Sesuai perintah sang guru, Reiha kembali melanjutkan perkenalan dirinya.
"U-umur saya 18 tahun, berasal dari New Fukushima, kemampuan saya adalah Api, saya tidak ahli dalam bidang fisik apa pun, jadi untuk ke depannya mohon atas bimbingan dan kerja samanya." ucapnya lalu menundukkan kepala seperti yang lainnya.
"Oke, selanjutnya!"
Gilliran Haruki pun akhirnya tiba untuk memperkenalkan diri. Sama seperti sebelumnya kini semua mata tertuju kepadanya. Sambil menghela napas ia berdiri dari tempat duduknya.
Dari tatapannya yang tidak bersahabat, sudah jelas kalau pemuda yang satu ini tidak begitu tertarik menjalin hubungan pertemanan dengan yang lainnya. Hal yang sama pun dirasakan oleh teman-teman sekelasnya, setelah melihat tatapannya Haruki. Alhasil semangat yang sempat mereka emban setelah melihat ada si peringkat satu di kelas sebelumnya, kini hilang dalam sekejap. Suasana sekarang, bahkan berubah menjadi landang kuburan nan tandus tanpa ada yang menziarahi.
"Nama saya adalah Ichinose Haruki, 18 tahun, berasal dari New Tokyo, untuk ke depannya, mohon atas kerja samanya." singkat Haruki lalu menundukkan kepalanya.
"Eh? Ichinose? Bukankah itu...." entah apa alasannya, Reiha dibuat kaget setelah mendengar nama marga pemuda ini.
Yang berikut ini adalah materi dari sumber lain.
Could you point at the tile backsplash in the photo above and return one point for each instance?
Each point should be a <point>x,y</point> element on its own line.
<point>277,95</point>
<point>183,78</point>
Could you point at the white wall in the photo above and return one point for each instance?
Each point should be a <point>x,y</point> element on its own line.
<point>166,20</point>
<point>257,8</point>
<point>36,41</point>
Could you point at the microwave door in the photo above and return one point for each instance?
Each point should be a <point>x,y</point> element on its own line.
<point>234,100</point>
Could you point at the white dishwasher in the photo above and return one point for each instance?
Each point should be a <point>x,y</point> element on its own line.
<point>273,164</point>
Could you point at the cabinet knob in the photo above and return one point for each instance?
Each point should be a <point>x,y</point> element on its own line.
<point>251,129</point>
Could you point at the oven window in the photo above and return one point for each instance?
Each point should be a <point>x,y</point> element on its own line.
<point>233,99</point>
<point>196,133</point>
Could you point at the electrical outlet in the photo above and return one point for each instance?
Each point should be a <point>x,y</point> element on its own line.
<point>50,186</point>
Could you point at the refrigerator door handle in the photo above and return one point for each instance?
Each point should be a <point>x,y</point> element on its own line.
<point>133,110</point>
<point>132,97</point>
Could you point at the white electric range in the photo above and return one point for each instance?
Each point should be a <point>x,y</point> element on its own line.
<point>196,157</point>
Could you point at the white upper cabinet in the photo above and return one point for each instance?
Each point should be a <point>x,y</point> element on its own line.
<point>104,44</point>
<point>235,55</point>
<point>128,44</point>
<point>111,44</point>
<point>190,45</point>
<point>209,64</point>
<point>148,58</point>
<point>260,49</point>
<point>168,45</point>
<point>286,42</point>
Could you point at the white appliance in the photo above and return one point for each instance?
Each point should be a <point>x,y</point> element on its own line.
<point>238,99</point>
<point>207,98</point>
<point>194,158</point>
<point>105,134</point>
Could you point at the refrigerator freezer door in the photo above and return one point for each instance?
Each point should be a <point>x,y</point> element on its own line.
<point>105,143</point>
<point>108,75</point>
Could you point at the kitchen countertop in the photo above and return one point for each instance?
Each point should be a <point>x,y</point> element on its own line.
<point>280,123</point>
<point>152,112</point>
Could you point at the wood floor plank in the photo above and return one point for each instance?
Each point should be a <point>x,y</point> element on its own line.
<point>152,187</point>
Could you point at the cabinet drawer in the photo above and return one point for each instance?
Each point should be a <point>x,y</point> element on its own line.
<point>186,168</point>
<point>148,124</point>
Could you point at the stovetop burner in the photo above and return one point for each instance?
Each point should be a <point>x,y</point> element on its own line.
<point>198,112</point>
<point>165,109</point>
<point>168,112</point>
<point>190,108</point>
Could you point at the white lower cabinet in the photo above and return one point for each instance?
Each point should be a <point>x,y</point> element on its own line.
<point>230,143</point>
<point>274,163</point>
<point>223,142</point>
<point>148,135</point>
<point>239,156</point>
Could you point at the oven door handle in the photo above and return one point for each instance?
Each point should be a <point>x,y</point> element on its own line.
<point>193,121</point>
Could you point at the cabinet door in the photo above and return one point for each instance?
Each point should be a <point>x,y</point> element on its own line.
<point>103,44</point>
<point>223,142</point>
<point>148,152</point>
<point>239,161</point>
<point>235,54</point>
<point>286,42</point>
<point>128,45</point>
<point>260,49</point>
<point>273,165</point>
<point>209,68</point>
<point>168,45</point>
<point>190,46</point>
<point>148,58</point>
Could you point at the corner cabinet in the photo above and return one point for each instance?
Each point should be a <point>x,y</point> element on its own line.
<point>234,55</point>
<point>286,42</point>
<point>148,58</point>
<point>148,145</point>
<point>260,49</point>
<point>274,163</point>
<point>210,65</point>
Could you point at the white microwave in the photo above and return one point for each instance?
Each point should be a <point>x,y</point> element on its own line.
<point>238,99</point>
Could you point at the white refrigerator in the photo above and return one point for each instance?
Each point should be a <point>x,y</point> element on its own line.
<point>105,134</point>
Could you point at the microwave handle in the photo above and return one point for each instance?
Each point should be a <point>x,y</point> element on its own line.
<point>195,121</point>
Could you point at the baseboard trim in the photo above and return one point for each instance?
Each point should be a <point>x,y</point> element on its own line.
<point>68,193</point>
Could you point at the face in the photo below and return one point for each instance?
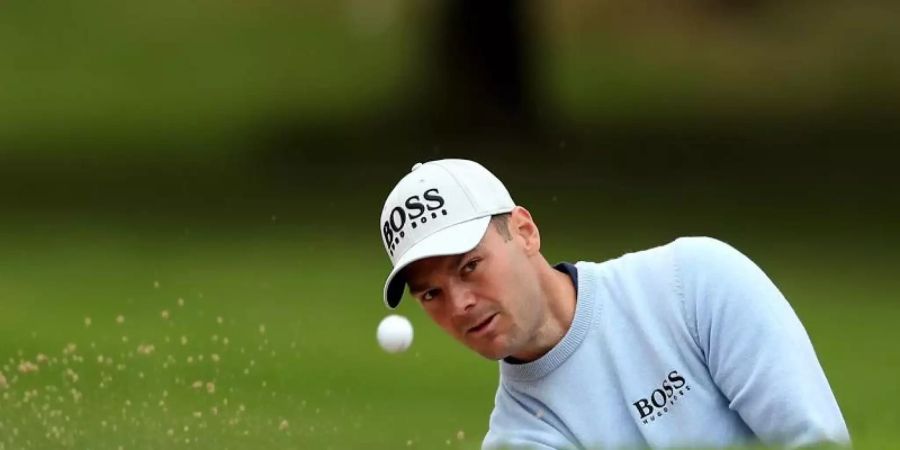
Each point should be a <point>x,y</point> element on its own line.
<point>489,298</point>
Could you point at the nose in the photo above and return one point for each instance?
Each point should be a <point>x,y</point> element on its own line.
<point>462,300</point>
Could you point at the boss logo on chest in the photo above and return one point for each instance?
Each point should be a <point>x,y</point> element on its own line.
<point>662,399</point>
<point>415,211</point>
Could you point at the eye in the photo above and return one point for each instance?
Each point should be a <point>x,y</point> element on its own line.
<point>429,295</point>
<point>471,265</point>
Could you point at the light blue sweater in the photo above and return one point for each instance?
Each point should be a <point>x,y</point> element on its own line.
<point>685,345</point>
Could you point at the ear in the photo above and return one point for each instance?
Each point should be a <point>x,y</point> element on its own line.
<point>523,227</point>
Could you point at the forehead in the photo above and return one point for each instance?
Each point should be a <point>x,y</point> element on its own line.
<point>435,265</point>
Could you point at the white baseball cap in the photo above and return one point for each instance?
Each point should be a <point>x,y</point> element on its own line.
<point>440,208</point>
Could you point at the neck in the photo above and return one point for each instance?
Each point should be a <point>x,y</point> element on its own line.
<point>559,310</point>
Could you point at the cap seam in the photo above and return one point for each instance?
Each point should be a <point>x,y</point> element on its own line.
<point>464,187</point>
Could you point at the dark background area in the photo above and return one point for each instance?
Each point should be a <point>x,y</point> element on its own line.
<point>236,155</point>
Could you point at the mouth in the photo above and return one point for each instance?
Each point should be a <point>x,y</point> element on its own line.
<point>482,326</point>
Untuk menunjukkan rasanya itu, ia menolahkan wajahnya ke arah Haruki.
Bukan seperti gadis di sampingnya saat memperkenalkan diri dapat membuat suasana gembira. Haruki malah membuat suasana di kelasnya menjadi hening seketika bak kuburan.
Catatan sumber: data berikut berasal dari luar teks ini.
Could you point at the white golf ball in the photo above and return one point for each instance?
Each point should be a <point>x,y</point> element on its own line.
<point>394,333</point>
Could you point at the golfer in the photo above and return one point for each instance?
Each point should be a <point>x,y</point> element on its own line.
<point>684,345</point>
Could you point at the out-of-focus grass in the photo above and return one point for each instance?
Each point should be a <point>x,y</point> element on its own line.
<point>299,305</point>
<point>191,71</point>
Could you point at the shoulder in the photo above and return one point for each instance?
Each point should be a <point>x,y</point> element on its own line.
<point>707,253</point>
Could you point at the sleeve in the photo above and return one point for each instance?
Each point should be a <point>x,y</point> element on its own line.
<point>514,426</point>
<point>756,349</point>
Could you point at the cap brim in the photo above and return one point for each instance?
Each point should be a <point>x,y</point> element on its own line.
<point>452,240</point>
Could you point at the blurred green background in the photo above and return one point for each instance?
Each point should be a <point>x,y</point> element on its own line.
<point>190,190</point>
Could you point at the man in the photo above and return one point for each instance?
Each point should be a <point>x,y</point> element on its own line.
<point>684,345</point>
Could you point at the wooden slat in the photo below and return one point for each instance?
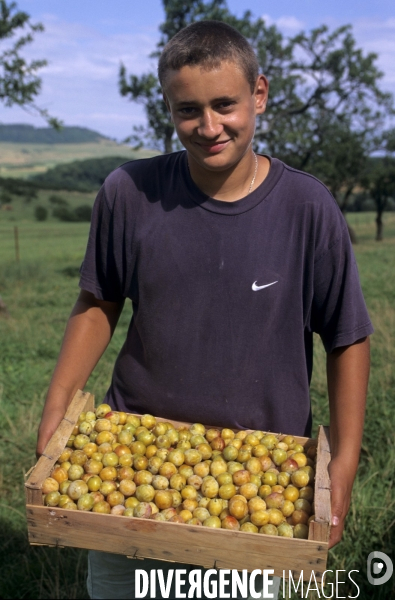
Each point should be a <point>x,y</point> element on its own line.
<point>319,529</point>
<point>144,538</point>
<point>82,401</point>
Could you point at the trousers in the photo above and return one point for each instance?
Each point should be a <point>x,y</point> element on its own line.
<point>114,576</point>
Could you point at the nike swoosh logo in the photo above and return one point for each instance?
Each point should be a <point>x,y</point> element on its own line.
<point>256,287</point>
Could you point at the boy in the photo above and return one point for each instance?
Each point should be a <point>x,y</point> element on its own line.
<point>231,261</point>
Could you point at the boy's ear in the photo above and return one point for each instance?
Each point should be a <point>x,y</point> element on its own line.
<point>166,101</point>
<point>261,94</point>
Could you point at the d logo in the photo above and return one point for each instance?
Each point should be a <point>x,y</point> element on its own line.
<point>378,568</point>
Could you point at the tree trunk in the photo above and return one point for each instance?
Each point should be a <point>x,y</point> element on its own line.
<point>352,234</point>
<point>379,226</point>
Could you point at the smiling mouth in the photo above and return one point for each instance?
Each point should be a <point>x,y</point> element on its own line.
<point>213,147</point>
Entah kenapa seluruh tatapan yang kini terjuju kepadanya–termasuk Maeda, seperti mengharap lebih dari perkenalan yang disampaikan oleh pemuda ini.
"Hanya, segitu? Apa ada yang perlu di perkenalkan lagi?"
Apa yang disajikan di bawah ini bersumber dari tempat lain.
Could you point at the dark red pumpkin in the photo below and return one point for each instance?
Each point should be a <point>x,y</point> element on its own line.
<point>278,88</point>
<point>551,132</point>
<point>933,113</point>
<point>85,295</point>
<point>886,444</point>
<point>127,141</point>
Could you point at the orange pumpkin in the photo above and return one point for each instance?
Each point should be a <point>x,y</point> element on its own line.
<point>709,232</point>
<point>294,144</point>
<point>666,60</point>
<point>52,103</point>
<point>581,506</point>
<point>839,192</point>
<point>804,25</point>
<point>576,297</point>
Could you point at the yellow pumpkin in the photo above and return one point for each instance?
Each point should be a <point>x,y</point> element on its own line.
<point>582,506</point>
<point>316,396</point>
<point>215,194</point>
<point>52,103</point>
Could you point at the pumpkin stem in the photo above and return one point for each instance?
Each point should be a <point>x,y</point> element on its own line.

"Iya. tidak ada lagi, Pak."
Untuk sesaat Maeda melihat kembali nama lengkap Haruki yang ada di absensi. "Oh, ya. Nama keluargamu ini ... apakah kamu adiknya Ichinose Miyu?"
"I-iya, Pak." gelagat Haruki ragu, sembari mengalihkan pandangannya sedikit ke arah lain.
Dilihat dari respon ragunya barusan, sudah bisa ditebak kalau pemuda yang satu ini, menyembunyikan sesuatu yang berkaitan dengan yang orang dianggap kakaknya ini.
"Oh, aku tidak tahu kalau Ichinose punya seorang adik selama ini rupanya," setelah meletakkan kembali buku absensi, Maeda pun mengambil salah satu buku mata pelajaran. Sebagai bukti menandakan kalau pelajarannya akan segera dimulai.
"Oke! Baiklah! Kita mulai pelajarannya!"